A rods ability to throw heavier lines or not or the need for a rod to keep within true to weight or even lighter lines depends on rod dynamics of butt section and mid section of the rod and the caster's needs and ability to throw certain distances, in various wind conditions with various fly resistances (weight of the fly and/or wind resistance).

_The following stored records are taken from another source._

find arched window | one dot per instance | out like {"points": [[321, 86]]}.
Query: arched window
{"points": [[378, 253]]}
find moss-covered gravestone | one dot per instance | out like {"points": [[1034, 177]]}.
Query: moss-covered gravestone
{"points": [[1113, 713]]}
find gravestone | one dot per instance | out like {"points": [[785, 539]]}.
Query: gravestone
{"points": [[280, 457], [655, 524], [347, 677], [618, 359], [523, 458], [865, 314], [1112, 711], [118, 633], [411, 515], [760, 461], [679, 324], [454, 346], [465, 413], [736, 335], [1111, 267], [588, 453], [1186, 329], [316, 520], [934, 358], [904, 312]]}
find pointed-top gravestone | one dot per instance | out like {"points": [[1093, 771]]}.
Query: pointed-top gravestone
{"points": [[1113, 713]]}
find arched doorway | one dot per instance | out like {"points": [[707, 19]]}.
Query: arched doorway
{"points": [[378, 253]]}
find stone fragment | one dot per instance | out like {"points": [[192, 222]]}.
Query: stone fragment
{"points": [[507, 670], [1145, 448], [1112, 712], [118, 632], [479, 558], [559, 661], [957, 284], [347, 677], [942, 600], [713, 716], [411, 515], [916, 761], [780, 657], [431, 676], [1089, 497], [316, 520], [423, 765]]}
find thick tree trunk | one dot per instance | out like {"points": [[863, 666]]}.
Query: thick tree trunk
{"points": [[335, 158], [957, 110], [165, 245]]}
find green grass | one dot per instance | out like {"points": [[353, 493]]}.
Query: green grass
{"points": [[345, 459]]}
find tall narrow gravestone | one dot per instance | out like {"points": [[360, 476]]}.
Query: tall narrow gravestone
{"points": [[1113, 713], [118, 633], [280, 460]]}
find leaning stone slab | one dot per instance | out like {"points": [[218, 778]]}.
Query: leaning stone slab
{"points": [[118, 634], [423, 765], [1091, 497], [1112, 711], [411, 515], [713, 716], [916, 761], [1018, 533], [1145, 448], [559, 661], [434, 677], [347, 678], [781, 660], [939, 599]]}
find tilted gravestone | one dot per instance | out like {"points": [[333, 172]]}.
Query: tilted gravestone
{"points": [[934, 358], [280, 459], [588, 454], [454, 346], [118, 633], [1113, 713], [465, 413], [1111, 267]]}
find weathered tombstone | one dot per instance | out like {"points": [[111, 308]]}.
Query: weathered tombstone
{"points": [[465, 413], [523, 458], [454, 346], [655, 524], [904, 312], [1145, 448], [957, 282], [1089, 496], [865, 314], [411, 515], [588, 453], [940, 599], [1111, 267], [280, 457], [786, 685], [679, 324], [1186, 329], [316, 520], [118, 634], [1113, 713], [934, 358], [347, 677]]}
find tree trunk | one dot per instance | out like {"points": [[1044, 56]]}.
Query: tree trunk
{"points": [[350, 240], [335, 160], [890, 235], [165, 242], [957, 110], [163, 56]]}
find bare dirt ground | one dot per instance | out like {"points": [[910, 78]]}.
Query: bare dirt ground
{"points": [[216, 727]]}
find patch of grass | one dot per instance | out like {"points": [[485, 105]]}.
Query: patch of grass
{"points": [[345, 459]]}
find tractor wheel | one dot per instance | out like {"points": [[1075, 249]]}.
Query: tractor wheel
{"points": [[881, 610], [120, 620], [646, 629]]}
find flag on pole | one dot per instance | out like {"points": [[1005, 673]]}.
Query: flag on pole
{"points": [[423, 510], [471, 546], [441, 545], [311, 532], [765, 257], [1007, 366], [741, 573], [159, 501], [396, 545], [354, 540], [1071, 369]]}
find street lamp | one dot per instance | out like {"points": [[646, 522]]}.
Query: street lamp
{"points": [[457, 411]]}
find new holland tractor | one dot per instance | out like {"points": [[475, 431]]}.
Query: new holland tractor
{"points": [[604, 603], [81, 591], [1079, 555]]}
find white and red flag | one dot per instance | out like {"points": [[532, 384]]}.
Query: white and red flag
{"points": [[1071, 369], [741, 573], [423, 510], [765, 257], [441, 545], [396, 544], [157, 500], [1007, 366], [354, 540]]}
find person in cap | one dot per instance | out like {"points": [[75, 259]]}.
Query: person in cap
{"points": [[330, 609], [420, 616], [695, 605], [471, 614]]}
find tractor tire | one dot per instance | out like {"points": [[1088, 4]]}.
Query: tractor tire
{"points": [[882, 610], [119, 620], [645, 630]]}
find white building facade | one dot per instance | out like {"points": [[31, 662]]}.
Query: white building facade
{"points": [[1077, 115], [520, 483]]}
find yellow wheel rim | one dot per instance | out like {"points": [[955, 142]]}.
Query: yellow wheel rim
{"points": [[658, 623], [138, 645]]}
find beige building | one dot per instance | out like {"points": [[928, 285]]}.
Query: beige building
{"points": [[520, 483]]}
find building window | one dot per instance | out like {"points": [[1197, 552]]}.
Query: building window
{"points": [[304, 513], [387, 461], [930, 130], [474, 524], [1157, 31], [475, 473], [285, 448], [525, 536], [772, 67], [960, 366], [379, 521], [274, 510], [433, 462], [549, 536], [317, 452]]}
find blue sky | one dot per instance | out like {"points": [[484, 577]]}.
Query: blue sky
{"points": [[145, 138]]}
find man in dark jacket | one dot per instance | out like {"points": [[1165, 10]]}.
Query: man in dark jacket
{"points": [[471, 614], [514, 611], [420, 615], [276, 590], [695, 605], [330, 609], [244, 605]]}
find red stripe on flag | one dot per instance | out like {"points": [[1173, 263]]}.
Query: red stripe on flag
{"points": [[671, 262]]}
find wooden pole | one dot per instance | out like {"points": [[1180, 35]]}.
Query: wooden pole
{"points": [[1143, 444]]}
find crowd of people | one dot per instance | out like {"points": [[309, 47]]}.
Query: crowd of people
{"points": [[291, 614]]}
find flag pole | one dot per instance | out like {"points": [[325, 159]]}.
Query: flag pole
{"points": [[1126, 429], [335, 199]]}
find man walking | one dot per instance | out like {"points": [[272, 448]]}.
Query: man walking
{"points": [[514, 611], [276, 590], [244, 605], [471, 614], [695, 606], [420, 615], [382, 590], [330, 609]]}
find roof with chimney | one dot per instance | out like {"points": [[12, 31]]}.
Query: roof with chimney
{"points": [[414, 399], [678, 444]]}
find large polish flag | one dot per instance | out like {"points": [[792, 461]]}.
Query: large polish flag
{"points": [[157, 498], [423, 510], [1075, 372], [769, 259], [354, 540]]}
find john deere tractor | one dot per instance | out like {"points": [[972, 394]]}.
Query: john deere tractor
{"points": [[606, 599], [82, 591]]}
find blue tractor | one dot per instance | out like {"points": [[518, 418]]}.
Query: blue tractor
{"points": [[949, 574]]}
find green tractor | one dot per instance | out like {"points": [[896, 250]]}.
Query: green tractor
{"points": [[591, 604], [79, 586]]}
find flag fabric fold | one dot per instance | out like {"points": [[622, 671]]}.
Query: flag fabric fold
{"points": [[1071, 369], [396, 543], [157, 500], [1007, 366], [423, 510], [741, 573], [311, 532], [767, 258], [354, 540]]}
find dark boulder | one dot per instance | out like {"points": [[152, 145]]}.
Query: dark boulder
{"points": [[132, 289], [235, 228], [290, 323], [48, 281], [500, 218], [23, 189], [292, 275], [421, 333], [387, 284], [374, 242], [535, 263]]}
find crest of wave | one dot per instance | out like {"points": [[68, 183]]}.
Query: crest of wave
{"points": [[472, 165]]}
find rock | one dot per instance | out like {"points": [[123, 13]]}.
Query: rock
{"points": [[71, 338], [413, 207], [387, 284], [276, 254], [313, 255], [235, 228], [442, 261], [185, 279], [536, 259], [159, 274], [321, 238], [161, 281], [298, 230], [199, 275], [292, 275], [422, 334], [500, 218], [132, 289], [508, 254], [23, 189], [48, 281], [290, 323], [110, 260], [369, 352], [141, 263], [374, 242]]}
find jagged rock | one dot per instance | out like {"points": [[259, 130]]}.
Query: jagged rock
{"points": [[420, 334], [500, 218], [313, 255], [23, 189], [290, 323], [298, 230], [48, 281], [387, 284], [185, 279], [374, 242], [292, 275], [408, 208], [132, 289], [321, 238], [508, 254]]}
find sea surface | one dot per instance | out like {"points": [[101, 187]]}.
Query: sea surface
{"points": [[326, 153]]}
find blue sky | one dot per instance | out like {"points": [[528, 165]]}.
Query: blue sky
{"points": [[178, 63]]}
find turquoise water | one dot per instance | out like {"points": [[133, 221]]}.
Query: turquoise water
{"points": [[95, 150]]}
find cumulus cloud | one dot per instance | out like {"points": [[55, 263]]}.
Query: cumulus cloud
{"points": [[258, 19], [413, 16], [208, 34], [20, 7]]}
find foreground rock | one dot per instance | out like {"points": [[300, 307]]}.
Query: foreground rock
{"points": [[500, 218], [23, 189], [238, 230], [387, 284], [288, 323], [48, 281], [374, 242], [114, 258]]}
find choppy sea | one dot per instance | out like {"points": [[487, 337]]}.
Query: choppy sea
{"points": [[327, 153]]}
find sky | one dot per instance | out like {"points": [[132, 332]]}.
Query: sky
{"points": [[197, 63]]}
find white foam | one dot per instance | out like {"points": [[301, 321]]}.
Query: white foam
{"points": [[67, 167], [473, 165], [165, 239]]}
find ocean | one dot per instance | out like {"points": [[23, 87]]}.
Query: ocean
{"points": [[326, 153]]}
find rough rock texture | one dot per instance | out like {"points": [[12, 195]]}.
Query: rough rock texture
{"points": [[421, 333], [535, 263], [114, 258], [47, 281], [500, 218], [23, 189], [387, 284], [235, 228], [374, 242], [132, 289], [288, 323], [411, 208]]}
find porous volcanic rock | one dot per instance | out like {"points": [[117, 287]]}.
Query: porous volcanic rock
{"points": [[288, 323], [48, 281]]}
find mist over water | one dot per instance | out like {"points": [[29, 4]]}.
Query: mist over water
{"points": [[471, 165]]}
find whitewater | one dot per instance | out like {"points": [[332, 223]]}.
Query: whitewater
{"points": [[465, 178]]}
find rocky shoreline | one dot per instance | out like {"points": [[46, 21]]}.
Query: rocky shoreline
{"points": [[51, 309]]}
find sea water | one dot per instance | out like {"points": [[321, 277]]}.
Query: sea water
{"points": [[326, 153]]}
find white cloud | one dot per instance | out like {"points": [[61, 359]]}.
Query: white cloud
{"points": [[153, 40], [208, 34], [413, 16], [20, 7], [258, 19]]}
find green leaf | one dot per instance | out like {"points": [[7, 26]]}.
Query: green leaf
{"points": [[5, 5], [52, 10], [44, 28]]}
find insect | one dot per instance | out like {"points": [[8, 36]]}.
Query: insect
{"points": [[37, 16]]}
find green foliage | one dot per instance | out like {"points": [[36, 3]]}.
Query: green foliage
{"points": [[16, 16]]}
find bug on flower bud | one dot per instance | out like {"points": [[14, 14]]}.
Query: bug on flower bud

The Zephyrus has a lot of lifting power in the butt section so it's able to handle heavier loading with casting and therefore heavier fly lines. The 1pc CC 7 is a faster rod and a little lighter than the Z in the butt and therefore tip cast better with a more true to weight line. Redfish lines in general have shorter more compact heads, tho SA lines are more truer to weight than Airflo (Rio's and Airflo being heavier in general). So.... The SA Amp Salt Infinity is a longer taper with a better presentation, but doesn't like heavy redfish flies. The rating of that line (aside from the level tip portion of the line) is about a 1/2 line weight heavier than true to weight, at the 1st 30ft of the head (which is where affta weight guidelines at measured at). However, there is another 20ft of weighted head at 50ft total length, so airing more of the head while false casting will load the rod deeper into the blank and with some rods, overload it, while the SA Redfish line's total grain weight in the head is all within the 30ft of head (while the Airflo is 1 rod weight over stated weight). So 3 completely different lines on 2 different rods


----------



## permitchaser (Aug 26, 2013)

My rule of thumb is fast rods need +1 weight
I'm old school and never think about grain weight. Maybe on bullets but not fly line, nor would I know how to weigh fly line


----------



## Surffshr (Dec 28, 2017)

well the SA Amplitude and the Hardy did not get along. Very well could be that those longer tapers and I don’t work.


----------



## State fish rob (Jan 25, 2017)

I fish +1 on all my mess 7 Wt and bigger. Oversized guides as well. K I S S. Keep it simple, stupid.


----------